Clonal Family Details Section (AKA "tree" and "alignment")
For a selected clonal family, its phylogenetic tree is visualized below the table in the Clonal family details section:
Select among any alternate phylogenies using the Ancestral reconstruction method menu. Note that these ancestral reconstruction methods are according to those specified in the input data according to the phylogenetic inference tool used to produce them - Olmsted does not perform ancestral reconstruction (or any phylogenetic inference at all). Alongside the tree is an alignment of the sequences at the tree's tips. Colors indicate amino acid mutations at each position that differs from the sequence at the root of the tree (typically the family's inferred naive antibody sequence). Scroll while hovering over the tree to zoom in and out. Click and drag the zoomed view to pan in a traditional map-style interface. The alignment view on the right zooms in the vertical dimension according to the zoom status of the tree. The tree's leaves use pie charts to show the multiplicity (i.e. the number of downsampled and deduplicated sequences) represented by a given sequence, colored according to sampling timepoint. See the schema for more detailed field descriptions.
Note that often in example data the number of sequences in a clonal family has been downsampled to build a tree (see downsampled_count, downsampling_strategy in the schema), which explains why a clonal family might be listed in the table as having a few thousand unique sequences, but upon selecting the clonal family, the corresponding tree visualization only contains 10s or 100s of sequences.
Use the interface below the tree to configure:
- Maximum width of the tree window with respect to the alignment window
- Field mapped to the size of tree leaves (pie charts)
- Maximum size of the tree leaves
- Tree tip labels
- Fields mapped to branch width and color
In order to get more details about a particular lineage in the tree, click on a leaf's label (or circle if the labels are hidden) - the Ancestral Sequences section will appear below the tree.

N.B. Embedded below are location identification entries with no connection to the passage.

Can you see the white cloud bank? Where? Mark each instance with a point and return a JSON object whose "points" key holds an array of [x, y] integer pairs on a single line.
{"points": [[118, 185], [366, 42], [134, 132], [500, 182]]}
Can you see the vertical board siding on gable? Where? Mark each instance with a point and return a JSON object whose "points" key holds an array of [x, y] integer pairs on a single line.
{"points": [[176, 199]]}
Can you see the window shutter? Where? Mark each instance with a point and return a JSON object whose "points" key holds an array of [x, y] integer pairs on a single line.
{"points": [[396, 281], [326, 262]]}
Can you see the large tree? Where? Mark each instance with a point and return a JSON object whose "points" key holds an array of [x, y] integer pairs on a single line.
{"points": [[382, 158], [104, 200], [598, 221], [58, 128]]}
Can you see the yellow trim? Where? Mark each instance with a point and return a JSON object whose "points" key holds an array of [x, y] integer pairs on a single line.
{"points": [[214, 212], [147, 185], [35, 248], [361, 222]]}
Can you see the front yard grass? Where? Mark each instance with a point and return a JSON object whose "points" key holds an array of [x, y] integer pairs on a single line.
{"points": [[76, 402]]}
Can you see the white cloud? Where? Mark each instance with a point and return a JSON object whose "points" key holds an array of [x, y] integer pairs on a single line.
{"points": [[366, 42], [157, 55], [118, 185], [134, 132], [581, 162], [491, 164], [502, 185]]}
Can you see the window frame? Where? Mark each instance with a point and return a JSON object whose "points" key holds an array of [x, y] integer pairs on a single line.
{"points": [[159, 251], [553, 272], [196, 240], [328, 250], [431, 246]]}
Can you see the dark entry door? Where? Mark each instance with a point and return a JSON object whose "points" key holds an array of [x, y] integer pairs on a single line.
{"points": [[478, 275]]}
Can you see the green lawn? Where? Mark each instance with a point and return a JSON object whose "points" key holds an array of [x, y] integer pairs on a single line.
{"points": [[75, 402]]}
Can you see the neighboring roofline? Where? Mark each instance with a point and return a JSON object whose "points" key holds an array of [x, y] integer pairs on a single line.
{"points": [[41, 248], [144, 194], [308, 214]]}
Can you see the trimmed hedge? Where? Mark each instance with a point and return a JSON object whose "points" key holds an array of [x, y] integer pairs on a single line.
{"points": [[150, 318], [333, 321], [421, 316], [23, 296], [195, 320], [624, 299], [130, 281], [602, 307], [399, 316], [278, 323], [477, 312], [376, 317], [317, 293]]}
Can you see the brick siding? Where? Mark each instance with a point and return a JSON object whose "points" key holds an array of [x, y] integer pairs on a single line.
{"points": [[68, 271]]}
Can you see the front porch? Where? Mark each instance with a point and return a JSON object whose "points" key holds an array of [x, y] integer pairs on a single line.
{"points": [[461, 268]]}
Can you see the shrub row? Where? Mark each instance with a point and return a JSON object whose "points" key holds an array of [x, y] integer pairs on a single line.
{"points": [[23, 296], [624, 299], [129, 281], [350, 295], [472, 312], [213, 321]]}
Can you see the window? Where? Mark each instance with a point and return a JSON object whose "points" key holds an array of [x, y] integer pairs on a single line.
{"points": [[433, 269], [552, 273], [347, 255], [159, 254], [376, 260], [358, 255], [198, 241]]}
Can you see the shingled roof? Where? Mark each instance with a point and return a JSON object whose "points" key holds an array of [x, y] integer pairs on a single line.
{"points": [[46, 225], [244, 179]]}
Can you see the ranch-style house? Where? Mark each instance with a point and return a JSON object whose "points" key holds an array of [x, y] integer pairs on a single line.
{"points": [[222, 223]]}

Ancestral Sequences Section (AKA "lineage")
The Ancestral Sequences section displays an alignment of the selected sequence with its ancestral lineage starting from the naive sequence:
Mutations from the naive sequence are shown as in the Clonal Family Details section.
Tag messages, e.g.
Olmsted version 2.0.1 ; uses schema version 2.0.0, contain the version of the input data schema with which a given version of Olmsted is compatible.
The tagged release's major version of Olmsted should always match that of its compatible schema version; should we need to make breaking changes to the schema, we will bump the major versions of both Olmsted and the input schema.
This application relies on React.js and Redux for basic framework, and Vega and Vega-Lite for the interactive data visualizations.
License and copyright
Copyright 2019 Christopher Small, Eli Harkins, and Erick Matsen. Forked from Auspice, copyright 2014-2018 Trevor Bedford and Richard Neher.
Source code to Olmsted is made available under the terms of the GNU Affero General Public License (AGPL). Olmsted is distributed in the hope that it will be useful, but WITHOUT ANY WARRANTY; without even the implied warranty of MERCHANTABILITY or FITNESS FOR A PARTICULAR PURPOSE. See the GNU Affero General Public License for more details.